Search code examples
pythontensorflowlstmautoencoder

Training autoencoder for variant length time series - Tensorflow


I am trying to train a LSTM model to reconstruct time series data. I have a data set of ~1800 univariant time-series. Basically I'm trying to solve a problem similar to this one Anomaly detection in ECG plots, but my time series have different lengths.

I used this approach to deal with variant length: How to apply LSTM-autoencoder to variant-length time-series data? and this approach to split the input data based on shape: Keras misinterprets training data shape

When looping over the data and fitting a model for every shape. is the model eventually only based on the last shape it trained on or is it using all the data to train the final model?

How would I train the model on all input data regardless shape of data? I know I can add padding but I am trying to use the data as is at this point.
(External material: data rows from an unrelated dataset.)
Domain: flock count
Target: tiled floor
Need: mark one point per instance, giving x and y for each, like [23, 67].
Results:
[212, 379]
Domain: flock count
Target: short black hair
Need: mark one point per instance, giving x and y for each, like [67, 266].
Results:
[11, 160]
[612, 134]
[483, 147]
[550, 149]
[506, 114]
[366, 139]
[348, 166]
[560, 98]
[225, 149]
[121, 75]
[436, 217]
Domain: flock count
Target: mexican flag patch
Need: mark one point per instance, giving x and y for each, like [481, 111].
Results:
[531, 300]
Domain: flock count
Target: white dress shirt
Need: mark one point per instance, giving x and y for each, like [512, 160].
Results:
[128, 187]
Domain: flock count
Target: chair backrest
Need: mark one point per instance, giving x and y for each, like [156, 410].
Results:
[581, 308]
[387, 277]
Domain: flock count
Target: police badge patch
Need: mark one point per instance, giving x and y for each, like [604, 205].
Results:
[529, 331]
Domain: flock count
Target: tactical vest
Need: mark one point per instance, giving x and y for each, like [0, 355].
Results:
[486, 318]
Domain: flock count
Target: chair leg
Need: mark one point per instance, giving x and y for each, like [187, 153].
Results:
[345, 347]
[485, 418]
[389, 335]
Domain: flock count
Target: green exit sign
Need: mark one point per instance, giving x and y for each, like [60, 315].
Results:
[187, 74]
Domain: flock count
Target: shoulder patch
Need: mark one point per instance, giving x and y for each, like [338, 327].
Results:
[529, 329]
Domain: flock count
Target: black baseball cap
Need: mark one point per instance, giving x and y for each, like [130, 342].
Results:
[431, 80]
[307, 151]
Any suggestions or other approaches to deal with different length on timeseries? (It is not an issue of time sampling it is more of one timeseries started recording on day X and some only on day X+100)

Here is the code I am using for my autoencoder:

import keras.backend as K
from keras.layers import (Input, Dense, TimeDistributed, LSTM, GRU, Dropout, merge,
                      Flatten, RepeatVector, Bidirectional, SimpleRNN, Lambda)


def encoder(model_input, layer, size, num_layers, drop_frac=0.0, output_size=None,
        bidirectional=False):
    """Encoder module of autoencoder architecture"""
   if output_size is None:
      output_size = size
   encode = model_input
   for i in range(num_layers):
       wrapper = Bidirectional if bidirectional else lambda x: x
       encode = wrapper(layer(size, name='encode_{}'.format(i),
                           return_sequences=(i < num_layers - 1)))(encode)
       if drop_frac > 0.0:
          encode = Dropout(drop_frac, name='drop_encode_{}'.format(i))(encode)
  encode = Dense(output_size, activation='linear', name='encoding')(encode)
  return encode


def repeat(x):

   stepMatrix = K.ones_like(x[0][:,:,:1]) #matrix with ones, shaped as (batch, steps, 1)
   latentMatrix = K.expand_dims(x[1],axis=1) #latent vars, shaped as (batch, 1, latent_dim)

   return K.batch_dot(stepMatrix,latentMatrix)


def decoder(encode, layer, size, num_layers, drop_frac=0.0, aux_input=None,
        bidirectional=False):
   """Decoder module of autoencoder architecture"""

   decode = Lambda(repeat)([inputs,encode])
   if aux_input is not None:
       decode = merge([aux_input, decode], mode='concat')

   for i in range(num_layers):
       if drop_frac > 0.0 and i > 0:  # skip these for first layer for symmetry
           decode = Dropout(drop_frac, name='drop_decode_{}'.format(i))(decode)
       wrapper = Bidirectional if bidirectional else lambda x: x
       decode = wrapper(layer(size, name='decode_{}'.format(i),
                           return_sequences=True))(decode)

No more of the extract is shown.